Fida Mohammad Thoker · Letian Jiang · Chen Zhao · Bernard Ghanem


Abstract:

Masked video modeling, such as VideoMAE, is an effective paradigm for video self-supervised learning (SSL). However, they are primarily based on reconstructing pixel-level details on natural videos which have substantial temporal correlation, limiting their capability for semantic representation and sufficient encoding of motion dynamics. To address these issues, this paper introduces a novel SSL approach for video representation learning, dubbed as SMILE, by infusing both spatial and motion semantics. In SMILE, we leverage image-language pretrained models, such as CLIP, to guide the learning process with high-level spatial semantics. We enhance the representation of motion by introducing synthetic motion patterns in the training data, allowing the model to capture more complex and dynamic content.
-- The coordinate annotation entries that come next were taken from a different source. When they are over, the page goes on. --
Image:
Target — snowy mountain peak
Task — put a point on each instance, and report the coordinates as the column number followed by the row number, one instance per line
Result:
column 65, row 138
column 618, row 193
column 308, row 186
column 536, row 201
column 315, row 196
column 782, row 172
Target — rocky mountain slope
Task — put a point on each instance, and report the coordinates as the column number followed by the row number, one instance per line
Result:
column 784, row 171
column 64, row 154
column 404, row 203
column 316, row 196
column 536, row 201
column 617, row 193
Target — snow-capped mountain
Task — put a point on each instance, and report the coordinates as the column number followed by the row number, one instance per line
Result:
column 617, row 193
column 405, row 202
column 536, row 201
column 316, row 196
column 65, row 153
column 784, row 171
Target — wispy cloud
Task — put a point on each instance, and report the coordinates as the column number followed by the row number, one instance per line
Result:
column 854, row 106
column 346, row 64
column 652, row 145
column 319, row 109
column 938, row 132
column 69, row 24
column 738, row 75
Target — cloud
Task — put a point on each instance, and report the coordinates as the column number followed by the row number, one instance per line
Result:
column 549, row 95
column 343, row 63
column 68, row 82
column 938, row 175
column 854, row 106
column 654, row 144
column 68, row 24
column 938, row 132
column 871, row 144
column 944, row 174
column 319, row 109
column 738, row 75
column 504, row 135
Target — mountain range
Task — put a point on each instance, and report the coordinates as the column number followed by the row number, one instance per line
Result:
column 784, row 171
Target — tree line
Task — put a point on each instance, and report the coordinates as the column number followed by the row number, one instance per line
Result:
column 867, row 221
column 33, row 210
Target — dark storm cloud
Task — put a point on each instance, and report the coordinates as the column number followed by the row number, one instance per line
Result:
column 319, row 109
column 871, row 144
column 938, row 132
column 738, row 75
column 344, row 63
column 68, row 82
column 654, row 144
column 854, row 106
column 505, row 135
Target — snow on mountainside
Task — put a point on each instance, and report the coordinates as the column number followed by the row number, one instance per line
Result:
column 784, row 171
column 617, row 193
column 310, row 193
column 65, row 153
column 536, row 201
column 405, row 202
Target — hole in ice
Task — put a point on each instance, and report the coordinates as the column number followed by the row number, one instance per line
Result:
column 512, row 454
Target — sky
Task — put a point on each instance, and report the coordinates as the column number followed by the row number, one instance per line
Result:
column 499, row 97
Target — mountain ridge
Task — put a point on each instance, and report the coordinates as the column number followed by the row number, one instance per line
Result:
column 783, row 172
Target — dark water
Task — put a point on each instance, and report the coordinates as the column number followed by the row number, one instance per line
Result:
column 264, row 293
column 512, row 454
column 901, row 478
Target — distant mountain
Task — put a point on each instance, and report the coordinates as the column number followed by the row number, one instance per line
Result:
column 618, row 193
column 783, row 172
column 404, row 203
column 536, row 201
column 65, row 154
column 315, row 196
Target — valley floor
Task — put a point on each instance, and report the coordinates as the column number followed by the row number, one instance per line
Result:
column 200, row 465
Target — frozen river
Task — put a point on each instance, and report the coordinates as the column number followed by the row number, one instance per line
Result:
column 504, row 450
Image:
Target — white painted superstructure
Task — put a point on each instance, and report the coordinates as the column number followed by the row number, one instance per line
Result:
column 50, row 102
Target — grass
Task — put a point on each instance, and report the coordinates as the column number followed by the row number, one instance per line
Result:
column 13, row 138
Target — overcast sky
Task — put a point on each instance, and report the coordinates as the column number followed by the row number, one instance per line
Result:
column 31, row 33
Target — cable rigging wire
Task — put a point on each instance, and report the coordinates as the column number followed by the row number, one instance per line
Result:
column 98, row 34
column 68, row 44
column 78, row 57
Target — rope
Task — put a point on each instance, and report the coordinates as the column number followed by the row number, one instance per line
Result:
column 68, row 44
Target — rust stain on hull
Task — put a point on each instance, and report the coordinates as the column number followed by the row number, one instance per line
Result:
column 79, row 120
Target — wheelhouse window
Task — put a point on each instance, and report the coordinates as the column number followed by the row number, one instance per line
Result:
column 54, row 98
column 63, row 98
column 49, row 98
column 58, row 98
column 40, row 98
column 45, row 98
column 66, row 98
Furthermore, using SMILE, we establish a new video self-supervised learning paradigm, capable of learning robust video representations without requiring any video data. We have carried out extensive experiments on 7 datasets with various downstream scenarios. SMILE surpasses current state-of-the-art SSL methods, showcasing its effectiveness in learning more discriminative and generalizable video representations.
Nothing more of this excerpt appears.